Bakû’ye vardığımız saatte şehir çok sâkin… Geniş caddeler ve bulvarlar büyüleyici… Yüksek, çok katlı ve çok modern binalar… Tüm caddeler ve binalar öyle aydınlatılmış ki, sanki bir başka dünyadasınız... Ana yol kenarları, arkası görülemeyecek şekilde blok duvarlarla çevrilmiş ve duvar üzerleri öyle dekoratif şekillerle ve ışıklandırma ve aydınlatma ile desteklenmiş ki sanki rüyalar âleminde geziyorsunuz. Bunlar için çok ciddî harcamalar yapıldığı anlaşılıyor. Duvarların mimari-estetik manzaraları, aynı şekilde, binaların cephelerine de yansıtılmış ve ortaya çıkan bütünlük hemen göze çarpıyor.
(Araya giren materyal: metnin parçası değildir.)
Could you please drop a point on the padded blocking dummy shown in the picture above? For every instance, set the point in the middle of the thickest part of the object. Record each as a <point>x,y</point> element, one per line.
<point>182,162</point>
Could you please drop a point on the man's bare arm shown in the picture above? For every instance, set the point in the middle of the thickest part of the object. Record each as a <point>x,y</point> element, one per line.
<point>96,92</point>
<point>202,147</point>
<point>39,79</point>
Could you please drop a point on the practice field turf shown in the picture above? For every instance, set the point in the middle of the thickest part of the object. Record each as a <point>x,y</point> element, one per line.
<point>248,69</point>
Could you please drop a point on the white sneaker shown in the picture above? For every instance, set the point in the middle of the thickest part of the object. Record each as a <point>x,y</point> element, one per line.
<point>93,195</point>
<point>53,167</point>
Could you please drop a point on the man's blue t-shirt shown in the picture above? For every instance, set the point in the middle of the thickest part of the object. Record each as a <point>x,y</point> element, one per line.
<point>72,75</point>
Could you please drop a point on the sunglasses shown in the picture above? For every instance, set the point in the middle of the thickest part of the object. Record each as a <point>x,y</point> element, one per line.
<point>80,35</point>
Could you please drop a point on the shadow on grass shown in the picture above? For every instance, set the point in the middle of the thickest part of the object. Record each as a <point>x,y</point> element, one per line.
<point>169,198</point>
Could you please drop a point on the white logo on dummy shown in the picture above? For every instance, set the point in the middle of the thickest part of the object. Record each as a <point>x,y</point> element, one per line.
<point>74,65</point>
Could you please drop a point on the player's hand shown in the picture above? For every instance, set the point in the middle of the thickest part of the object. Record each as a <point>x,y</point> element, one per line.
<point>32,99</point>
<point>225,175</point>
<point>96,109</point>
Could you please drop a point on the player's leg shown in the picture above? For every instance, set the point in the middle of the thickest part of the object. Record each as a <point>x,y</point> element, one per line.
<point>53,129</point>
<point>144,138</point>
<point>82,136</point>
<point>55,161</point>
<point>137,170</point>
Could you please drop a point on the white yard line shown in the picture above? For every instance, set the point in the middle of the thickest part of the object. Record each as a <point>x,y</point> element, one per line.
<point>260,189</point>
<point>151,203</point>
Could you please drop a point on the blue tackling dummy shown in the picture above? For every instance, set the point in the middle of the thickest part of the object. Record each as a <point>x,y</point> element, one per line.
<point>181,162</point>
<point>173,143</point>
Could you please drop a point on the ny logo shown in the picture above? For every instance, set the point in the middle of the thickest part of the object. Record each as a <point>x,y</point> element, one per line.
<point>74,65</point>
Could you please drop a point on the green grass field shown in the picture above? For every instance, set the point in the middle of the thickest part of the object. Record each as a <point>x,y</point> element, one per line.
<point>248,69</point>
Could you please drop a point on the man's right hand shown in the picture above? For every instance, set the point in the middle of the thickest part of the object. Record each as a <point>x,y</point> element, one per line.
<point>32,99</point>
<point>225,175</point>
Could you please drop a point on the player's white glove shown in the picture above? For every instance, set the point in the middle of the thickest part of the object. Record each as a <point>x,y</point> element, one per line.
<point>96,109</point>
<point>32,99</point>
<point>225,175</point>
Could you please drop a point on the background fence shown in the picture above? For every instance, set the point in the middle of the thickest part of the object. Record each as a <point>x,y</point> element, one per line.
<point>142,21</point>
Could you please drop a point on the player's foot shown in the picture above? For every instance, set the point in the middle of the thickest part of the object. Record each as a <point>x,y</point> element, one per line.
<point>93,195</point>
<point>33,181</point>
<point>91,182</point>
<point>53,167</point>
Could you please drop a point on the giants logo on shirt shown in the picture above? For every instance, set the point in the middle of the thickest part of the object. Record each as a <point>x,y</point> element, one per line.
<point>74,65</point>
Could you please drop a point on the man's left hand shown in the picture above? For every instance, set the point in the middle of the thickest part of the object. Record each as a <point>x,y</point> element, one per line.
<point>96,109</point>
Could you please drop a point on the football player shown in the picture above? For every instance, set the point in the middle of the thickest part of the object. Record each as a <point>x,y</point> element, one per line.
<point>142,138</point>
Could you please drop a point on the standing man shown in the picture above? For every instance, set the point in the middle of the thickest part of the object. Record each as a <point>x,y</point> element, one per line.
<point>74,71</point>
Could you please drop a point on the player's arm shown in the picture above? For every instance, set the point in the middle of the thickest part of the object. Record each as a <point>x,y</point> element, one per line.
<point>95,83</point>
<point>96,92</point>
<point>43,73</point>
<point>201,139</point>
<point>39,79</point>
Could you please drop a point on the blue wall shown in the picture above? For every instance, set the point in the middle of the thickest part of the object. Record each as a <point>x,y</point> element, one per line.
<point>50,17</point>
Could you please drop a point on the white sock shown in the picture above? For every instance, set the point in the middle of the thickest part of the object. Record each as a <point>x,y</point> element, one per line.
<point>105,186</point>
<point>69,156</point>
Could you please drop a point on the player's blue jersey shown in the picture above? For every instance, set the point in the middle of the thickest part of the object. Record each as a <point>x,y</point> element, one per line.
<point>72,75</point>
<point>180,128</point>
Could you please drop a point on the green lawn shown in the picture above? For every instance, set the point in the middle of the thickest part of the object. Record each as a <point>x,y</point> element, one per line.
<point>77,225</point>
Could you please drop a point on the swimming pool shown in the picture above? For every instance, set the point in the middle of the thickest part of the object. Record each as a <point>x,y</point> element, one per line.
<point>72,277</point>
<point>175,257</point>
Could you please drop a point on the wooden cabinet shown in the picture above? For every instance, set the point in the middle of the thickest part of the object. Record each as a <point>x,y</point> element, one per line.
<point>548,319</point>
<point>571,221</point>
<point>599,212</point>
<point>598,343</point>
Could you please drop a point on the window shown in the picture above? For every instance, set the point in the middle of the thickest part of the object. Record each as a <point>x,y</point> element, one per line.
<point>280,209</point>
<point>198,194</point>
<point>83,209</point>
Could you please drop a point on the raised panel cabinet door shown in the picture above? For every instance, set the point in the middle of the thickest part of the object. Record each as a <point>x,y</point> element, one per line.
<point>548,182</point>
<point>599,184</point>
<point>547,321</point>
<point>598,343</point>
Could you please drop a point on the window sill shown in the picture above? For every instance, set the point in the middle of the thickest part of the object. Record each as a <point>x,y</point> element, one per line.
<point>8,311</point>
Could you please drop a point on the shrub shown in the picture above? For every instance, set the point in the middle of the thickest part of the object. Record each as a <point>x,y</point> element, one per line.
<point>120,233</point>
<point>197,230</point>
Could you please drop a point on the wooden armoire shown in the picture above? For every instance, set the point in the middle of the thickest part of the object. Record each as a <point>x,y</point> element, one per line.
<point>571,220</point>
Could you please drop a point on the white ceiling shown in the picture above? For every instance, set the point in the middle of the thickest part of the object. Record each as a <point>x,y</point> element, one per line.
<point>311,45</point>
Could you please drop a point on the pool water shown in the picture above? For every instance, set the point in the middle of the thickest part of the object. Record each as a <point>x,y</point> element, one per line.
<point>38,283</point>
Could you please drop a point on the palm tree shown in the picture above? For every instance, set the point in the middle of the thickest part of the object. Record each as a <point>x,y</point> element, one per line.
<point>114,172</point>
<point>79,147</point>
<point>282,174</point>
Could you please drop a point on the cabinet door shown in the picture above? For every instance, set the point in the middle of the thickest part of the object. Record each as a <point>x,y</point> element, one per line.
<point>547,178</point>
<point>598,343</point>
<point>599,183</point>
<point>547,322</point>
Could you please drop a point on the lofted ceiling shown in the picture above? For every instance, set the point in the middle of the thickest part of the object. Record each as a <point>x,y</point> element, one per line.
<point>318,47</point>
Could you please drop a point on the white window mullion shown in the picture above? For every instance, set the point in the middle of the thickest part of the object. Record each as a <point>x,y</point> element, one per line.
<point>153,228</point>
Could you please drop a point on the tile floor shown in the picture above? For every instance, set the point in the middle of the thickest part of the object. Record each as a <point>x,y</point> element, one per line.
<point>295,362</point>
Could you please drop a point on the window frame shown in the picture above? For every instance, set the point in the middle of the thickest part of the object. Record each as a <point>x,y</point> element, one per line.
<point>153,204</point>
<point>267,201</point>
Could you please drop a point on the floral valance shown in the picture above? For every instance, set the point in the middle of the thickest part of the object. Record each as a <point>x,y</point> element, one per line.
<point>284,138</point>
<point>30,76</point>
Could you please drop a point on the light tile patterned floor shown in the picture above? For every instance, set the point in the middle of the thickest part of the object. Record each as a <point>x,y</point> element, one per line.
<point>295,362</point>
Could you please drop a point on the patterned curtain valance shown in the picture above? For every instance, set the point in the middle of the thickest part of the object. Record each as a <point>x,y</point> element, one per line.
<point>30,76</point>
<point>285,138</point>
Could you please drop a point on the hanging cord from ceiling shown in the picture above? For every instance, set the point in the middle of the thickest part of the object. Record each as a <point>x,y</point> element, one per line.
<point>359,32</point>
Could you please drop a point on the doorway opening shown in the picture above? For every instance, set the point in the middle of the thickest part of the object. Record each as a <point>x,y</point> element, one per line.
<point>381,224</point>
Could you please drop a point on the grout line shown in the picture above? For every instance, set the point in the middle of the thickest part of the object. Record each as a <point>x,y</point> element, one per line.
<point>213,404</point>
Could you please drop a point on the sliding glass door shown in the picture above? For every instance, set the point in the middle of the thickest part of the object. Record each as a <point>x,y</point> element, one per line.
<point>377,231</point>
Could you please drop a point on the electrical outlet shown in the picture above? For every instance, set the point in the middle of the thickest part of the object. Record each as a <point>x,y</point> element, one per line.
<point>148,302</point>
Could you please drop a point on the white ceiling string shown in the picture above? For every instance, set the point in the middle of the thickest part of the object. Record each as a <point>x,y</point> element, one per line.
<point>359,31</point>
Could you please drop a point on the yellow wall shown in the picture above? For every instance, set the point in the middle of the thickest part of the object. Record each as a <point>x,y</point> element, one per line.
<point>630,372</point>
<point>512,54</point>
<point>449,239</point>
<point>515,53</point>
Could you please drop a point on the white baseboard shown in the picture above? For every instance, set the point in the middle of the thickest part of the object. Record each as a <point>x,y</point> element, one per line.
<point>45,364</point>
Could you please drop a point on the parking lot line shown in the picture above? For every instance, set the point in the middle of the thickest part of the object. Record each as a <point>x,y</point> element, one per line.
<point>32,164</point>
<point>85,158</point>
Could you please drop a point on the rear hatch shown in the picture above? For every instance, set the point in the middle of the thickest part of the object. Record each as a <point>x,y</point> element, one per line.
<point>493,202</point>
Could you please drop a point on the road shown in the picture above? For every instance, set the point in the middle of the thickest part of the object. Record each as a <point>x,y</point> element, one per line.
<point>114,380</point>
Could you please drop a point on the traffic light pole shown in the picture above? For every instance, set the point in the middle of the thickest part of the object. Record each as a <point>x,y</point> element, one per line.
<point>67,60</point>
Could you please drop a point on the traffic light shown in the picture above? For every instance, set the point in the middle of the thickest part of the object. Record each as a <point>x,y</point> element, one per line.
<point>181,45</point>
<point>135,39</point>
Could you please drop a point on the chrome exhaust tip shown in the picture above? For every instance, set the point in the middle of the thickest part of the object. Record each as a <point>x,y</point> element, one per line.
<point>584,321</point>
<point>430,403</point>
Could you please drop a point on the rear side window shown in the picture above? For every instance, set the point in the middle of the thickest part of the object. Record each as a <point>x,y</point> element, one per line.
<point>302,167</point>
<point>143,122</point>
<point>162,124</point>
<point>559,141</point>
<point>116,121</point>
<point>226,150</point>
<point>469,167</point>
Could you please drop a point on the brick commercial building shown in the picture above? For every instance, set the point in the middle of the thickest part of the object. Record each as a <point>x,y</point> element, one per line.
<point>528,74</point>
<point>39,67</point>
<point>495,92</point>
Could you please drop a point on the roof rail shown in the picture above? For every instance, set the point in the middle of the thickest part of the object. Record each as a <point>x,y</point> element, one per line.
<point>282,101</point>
Bu haliyle sadece buraları görüp giden bir yabancı, buralardan bahsederken ‘sanki Dubai’de idik!’ diyebilir.
Azerbaycan Hükümeti, Euro Vizyon şarkı yarışmalarının burada yapılmasını vesile ederek şehri çok güzel gözden ve elden geçirmiş. İyi de, hoş da etmiş… Gündüzleri yaptığımız şehir turu, banliyö semtleri ve merkeze yakın yerleşim yerleri gezilerimizden sonra, bir arkadaşım şöyle bir tespitte bulunuyor: ‘Bir şehir (Bakû) nasıl gizlenir?’ Bir şehir ancak bu kadar güzel kamufle edilebilir! Bunu, burada görmek gerek…
Şimdi şöyle bir ufuk turu yaparak, Can Azerbaycan ile ilgili bilgilerimizi gözden geçirelim.
— Ülkenin tarihi ‘en az üç bin yıl’ öncesine uzanıyor. Buraya yerleşen Türk boyları 1050'lerde kültürel bir Rönesans’a imza atmışlar. Ardından Cengiz Han'dan Timur'a kadar, doğudan gelenler ülkede ne varsa yakıp yıkmışlar. Bu hükmü tam emin değilim, ama belki de şöyle ifade etmek gerek: Cengiz Han yıktı, yok etti; ama Timur inşa etti…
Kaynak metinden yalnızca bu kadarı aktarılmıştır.